Ibironke Adelaja is the current fellow at Rutgers Cancer Institute of New Jersey


Ibironke Adelaja is the current fellow at Rutgers Cancer Institute of New Jersey who is participating in the Breast Surgery Fellowship Program, which provides specialized training in breast surgery.

John Emerson

A troubling fact of life is that there is no shortage of women who develop breast cancer—yet there are still not enough breast-cancer surgeons trained to treat it. That’s why the Breast Cancer Alliance, a nonprofit that funds education and research, has given $75,000 over the past two years to help underwrite the Breast Surgery Fellowship Program at Rutgers Cancer Institute of New Jersey, one of 40 accredited programs nationwide that provide specialized training in breast surgery.

The fellowship, headed by surgical oncologist Laurie Kirstein, introduces a general surgeon to seven months of extensive training in every facet of breast surgery, in addition to one-month rotations in medical oncology, radiology, surgical pathology, radiation oncology, and community practice. The fellows also conduct research, which they publish and present.
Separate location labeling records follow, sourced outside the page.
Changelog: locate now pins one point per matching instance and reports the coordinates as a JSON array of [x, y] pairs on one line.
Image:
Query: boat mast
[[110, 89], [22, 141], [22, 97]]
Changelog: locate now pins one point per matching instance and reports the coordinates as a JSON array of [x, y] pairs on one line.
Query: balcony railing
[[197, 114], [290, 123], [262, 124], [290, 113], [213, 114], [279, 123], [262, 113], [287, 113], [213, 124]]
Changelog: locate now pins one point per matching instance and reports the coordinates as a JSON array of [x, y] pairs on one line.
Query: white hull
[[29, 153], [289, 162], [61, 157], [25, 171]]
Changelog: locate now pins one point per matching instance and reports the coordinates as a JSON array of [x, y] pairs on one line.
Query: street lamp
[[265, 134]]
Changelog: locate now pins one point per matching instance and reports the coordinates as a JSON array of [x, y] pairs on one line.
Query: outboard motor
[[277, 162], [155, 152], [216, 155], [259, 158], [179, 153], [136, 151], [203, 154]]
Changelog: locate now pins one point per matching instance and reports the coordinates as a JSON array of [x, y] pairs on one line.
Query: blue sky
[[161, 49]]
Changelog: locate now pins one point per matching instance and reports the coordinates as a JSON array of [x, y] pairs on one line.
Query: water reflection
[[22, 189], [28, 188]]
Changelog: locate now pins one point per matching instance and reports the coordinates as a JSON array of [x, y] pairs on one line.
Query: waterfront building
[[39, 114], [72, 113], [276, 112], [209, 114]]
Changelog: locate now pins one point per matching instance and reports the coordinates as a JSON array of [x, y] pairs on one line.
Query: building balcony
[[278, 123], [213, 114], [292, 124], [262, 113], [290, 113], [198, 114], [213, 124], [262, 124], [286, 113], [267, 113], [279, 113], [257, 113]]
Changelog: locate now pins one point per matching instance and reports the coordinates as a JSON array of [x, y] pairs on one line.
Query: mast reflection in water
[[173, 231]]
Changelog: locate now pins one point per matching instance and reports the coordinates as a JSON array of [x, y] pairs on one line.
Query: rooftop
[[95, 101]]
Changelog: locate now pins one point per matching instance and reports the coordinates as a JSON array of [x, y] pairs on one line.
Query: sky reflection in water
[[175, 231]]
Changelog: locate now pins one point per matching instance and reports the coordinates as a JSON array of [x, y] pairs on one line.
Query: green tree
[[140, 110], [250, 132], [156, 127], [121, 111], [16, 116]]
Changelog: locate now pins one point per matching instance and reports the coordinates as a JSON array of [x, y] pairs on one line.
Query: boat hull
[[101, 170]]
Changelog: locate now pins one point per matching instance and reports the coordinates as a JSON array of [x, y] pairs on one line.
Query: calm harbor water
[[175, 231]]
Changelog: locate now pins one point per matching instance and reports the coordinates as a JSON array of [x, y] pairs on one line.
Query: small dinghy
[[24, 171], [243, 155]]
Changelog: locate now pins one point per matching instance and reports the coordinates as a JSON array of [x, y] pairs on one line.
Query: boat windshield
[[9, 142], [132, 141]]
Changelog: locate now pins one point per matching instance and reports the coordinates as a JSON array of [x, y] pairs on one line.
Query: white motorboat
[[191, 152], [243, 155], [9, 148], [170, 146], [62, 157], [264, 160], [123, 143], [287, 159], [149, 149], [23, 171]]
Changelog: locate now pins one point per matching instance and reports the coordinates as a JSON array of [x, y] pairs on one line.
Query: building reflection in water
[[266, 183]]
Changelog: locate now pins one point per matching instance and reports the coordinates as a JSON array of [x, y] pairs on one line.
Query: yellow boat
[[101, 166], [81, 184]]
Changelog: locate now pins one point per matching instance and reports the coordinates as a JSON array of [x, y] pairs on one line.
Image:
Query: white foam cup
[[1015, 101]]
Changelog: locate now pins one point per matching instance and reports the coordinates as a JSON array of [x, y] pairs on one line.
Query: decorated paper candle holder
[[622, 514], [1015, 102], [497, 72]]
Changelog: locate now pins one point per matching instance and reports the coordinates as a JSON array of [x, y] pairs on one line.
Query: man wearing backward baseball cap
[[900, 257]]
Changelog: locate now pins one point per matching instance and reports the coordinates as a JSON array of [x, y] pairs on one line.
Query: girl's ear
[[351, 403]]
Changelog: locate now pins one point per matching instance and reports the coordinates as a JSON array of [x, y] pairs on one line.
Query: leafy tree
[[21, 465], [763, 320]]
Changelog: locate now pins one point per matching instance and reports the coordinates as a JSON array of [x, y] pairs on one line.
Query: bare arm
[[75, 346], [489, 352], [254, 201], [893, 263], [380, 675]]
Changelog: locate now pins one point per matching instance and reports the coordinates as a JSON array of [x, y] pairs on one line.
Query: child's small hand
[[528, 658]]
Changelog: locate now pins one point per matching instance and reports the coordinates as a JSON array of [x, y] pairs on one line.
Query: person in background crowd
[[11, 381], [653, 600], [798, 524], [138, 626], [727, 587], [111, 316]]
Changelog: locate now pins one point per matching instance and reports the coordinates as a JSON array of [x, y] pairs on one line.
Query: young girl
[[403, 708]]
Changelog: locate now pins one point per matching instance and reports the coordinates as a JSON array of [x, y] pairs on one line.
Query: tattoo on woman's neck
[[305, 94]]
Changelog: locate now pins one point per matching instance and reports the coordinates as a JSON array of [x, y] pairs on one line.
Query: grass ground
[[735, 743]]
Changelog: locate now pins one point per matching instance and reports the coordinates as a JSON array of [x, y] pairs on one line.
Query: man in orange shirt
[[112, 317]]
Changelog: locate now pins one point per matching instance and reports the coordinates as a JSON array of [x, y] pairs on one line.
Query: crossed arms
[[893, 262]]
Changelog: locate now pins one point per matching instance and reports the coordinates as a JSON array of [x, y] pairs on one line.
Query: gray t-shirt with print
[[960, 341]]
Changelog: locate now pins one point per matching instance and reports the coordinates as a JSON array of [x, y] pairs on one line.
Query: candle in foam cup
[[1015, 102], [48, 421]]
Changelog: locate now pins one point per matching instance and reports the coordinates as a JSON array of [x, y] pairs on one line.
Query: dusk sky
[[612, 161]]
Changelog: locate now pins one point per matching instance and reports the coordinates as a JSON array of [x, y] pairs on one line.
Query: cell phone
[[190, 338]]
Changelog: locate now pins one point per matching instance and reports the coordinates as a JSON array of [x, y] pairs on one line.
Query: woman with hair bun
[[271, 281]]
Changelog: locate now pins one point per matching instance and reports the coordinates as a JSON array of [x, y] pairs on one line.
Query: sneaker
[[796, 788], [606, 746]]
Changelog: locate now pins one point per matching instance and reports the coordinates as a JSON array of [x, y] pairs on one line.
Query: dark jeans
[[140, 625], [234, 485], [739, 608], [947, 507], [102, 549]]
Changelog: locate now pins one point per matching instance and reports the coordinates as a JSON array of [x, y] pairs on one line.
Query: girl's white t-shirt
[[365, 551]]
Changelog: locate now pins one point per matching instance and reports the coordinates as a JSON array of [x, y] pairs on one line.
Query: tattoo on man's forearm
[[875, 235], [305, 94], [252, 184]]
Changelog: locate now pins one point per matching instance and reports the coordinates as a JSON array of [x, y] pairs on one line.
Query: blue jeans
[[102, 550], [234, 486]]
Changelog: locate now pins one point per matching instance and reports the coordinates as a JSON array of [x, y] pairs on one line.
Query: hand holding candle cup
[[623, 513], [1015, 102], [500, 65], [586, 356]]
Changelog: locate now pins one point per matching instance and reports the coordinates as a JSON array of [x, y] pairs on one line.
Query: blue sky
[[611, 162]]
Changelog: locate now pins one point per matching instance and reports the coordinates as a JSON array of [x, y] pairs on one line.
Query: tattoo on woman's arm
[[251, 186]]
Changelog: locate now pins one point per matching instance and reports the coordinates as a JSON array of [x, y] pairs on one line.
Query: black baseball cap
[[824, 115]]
Kirstein, herself a fellowship-trained breast surgeon, says the program prepares fellows to run “a first-rate breast-disease program.”

“Most of our fellows intend to work in breast-only practices that give multidisciplinary care in breast disease,” says Kirstein, also an assistant professor of surgery at Rutgers Robert Wood Johnson Medical School (RWJMS). “We meet the educational requirements of a breast oncology fellowship, but we tailor the experience to each fellow.”

The Cancer Institute’s most recent recipient of the honor is Ibironke Adelaja, who was selected from 50 applicants by Kirstein and Thomas Kearney, the director of Breast Care Services at the Cancer Institute where he started the program in 2005; he is also an associate professor of surgery at RWJMS. Serving primarily an underserved population, Adelaja, who lives in Fresno, California, with her husband and stepson, completed her general surgery residency at UCSF Fresno Medical Center and served two years as a surgeon before beginning the fellowship in June.

“Data show that patients do better with a breast-fellowship trained surgeon,” says Kirstein, who would like to see the fellowship expand to accept two fellows each year. “But right now, there are not enough fellowship-trained surgeons to meet the demand. That’s why fellowships are so important.”